Beyond diagnosis, TAUM may be useful in determining therapeutic response to various treatments and in assessing sacral neuromodulation (SNM) test simulation, as well as even optimizing SNM as a conditional treatment by triggering SNM when undesirable detrusor contractions are detected.
After more than a decade of dedicated work, Margot Damaser, PhD, and colleagues in the Biomedical Engineering Department of Cleveland Clinic’s Lerner Research Institute developed the UroMonitor intravesical TAUM device — a “Fitbit for the bladder.” The flexible device, shaped like a coil, is inserted into a patient’s bladder lumen with a simple office procedure, similar to a cystoscopy or catheter placement. It tracks physiological data over a four- to seven-day monitoring period and wirelessly transmits the information to the patient’s electronic data recorder to inform their physician’s diagnosis and clinical management. The patient can then remove the device by a string and dispose of it completely or have it removed in the office by their urology team.
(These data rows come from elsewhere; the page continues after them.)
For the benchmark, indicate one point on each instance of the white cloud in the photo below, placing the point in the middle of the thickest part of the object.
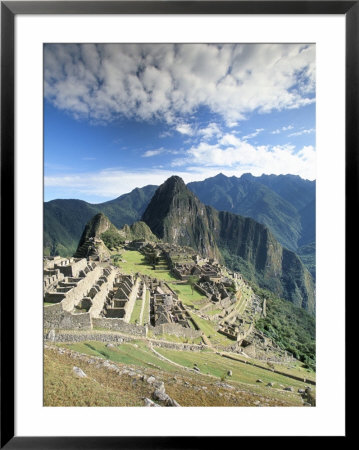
(212, 130)
(185, 129)
(112, 183)
(254, 134)
(232, 153)
(279, 130)
(150, 153)
(302, 132)
(145, 81)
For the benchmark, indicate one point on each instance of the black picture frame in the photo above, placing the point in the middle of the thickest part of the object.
(9, 10)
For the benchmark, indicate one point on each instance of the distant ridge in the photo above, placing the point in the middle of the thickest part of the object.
(177, 216)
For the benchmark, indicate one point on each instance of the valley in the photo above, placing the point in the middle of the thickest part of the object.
(134, 305)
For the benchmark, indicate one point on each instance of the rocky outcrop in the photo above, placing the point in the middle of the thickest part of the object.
(177, 216)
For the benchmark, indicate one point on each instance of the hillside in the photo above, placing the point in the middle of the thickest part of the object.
(64, 220)
(282, 203)
(177, 216)
(131, 374)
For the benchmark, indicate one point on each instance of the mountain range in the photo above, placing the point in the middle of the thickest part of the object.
(177, 216)
(284, 203)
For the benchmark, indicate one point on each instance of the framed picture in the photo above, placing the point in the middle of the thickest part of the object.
(169, 176)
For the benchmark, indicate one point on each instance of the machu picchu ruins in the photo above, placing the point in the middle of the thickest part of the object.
(126, 289)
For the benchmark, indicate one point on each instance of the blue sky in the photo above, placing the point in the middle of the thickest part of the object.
(121, 116)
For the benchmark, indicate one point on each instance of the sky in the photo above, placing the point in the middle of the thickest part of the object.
(120, 116)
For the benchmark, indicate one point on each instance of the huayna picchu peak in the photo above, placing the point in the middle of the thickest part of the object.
(179, 233)
(177, 216)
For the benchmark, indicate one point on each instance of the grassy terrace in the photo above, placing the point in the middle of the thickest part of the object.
(137, 354)
(215, 365)
(135, 262)
(209, 363)
(135, 316)
(146, 308)
(209, 329)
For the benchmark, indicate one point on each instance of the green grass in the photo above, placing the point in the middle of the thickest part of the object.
(189, 298)
(136, 262)
(124, 353)
(146, 308)
(135, 316)
(218, 366)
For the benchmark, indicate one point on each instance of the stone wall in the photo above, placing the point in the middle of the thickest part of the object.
(56, 318)
(131, 300)
(119, 325)
(73, 297)
(176, 330)
(73, 269)
(99, 299)
(73, 337)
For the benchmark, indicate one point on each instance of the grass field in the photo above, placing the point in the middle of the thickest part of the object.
(135, 262)
(215, 365)
(209, 329)
(146, 308)
(104, 389)
(137, 354)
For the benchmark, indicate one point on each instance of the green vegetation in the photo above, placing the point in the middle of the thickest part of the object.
(188, 297)
(64, 220)
(307, 255)
(209, 329)
(136, 353)
(135, 316)
(192, 280)
(111, 238)
(279, 202)
(292, 328)
(136, 262)
(218, 366)
(146, 308)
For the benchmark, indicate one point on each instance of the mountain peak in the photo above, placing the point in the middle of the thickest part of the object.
(177, 216)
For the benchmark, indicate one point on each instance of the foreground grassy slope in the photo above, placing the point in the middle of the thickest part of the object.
(102, 387)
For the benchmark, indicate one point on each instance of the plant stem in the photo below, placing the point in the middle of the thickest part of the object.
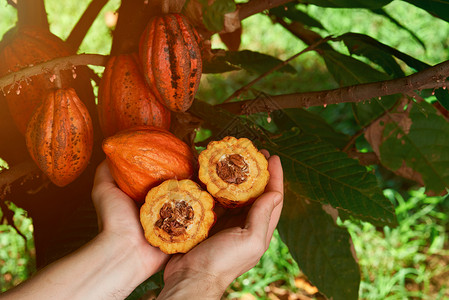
(23, 169)
(277, 67)
(433, 77)
(32, 13)
(256, 6)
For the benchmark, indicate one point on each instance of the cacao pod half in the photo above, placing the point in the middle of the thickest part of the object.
(171, 60)
(20, 48)
(234, 171)
(142, 157)
(59, 136)
(125, 100)
(177, 215)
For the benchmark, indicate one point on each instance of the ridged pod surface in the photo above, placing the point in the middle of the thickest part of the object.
(59, 136)
(177, 215)
(171, 60)
(125, 100)
(142, 157)
(22, 47)
(234, 171)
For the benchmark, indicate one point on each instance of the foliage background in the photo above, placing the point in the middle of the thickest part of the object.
(416, 248)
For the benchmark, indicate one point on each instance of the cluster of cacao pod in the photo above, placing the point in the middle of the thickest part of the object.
(56, 123)
(142, 89)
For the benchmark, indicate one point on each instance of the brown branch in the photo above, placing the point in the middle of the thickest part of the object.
(256, 6)
(12, 3)
(277, 67)
(365, 159)
(25, 169)
(81, 28)
(32, 13)
(61, 63)
(433, 77)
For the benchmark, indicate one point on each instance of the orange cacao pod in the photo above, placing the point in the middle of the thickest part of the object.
(142, 157)
(177, 215)
(171, 60)
(22, 47)
(125, 100)
(59, 136)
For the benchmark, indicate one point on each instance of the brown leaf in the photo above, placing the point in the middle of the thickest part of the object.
(231, 21)
(232, 39)
(374, 134)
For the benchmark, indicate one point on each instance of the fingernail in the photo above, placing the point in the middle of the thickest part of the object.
(277, 199)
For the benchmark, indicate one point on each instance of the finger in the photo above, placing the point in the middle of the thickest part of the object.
(265, 153)
(275, 216)
(276, 182)
(259, 217)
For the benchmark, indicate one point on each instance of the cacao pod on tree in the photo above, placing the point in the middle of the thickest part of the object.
(125, 100)
(21, 47)
(171, 60)
(59, 136)
(142, 157)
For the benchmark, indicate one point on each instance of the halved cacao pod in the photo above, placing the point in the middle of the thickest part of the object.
(142, 157)
(171, 60)
(125, 100)
(59, 136)
(234, 171)
(177, 215)
(20, 48)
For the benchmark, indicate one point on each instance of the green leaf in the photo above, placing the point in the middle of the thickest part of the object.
(319, 172)
(363, 45)
(291, 12)
(213, 15)
(321, 248)
(439, 8)
(424, 148)
(310, 123)
(349, 3)
(349, 71)
(383, 13)
(256, 62)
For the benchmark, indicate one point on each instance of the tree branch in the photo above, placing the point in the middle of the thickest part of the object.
(25, 169)
(277, 67)
(433, 77)
(61, 63)
(81, 28)
(32, 13)
(256, 6)
(12, 3)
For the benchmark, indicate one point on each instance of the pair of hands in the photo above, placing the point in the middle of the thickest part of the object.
(237, 241)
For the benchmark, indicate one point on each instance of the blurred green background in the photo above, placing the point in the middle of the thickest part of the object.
(407, 262)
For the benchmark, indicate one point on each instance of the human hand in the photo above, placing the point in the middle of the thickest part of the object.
(242, 237)
(118, 220)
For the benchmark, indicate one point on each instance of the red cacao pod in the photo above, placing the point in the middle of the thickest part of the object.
(59, 136)
(142, 157)
(171, 60)
(125, 100)
(22, 47)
“UroMonitor is easily deployed and retrieved and doesn’t involve any incisions or invasion into the bladder muscle,” says Dr. Gill. “Compared to catheter-based systems, it’s more comfortable for patients and allows us a much better view of what happens in the patient’s daily life for a more accurate diagnosis. It has the potential to bring a huge change to urology and the diagnosis of lower urinary tract disorders.”
UroMonitor is currently in preliminary clinical trials to evaluate if the device provides, at a minimum, the same or similar effects as standard urodynamic testing.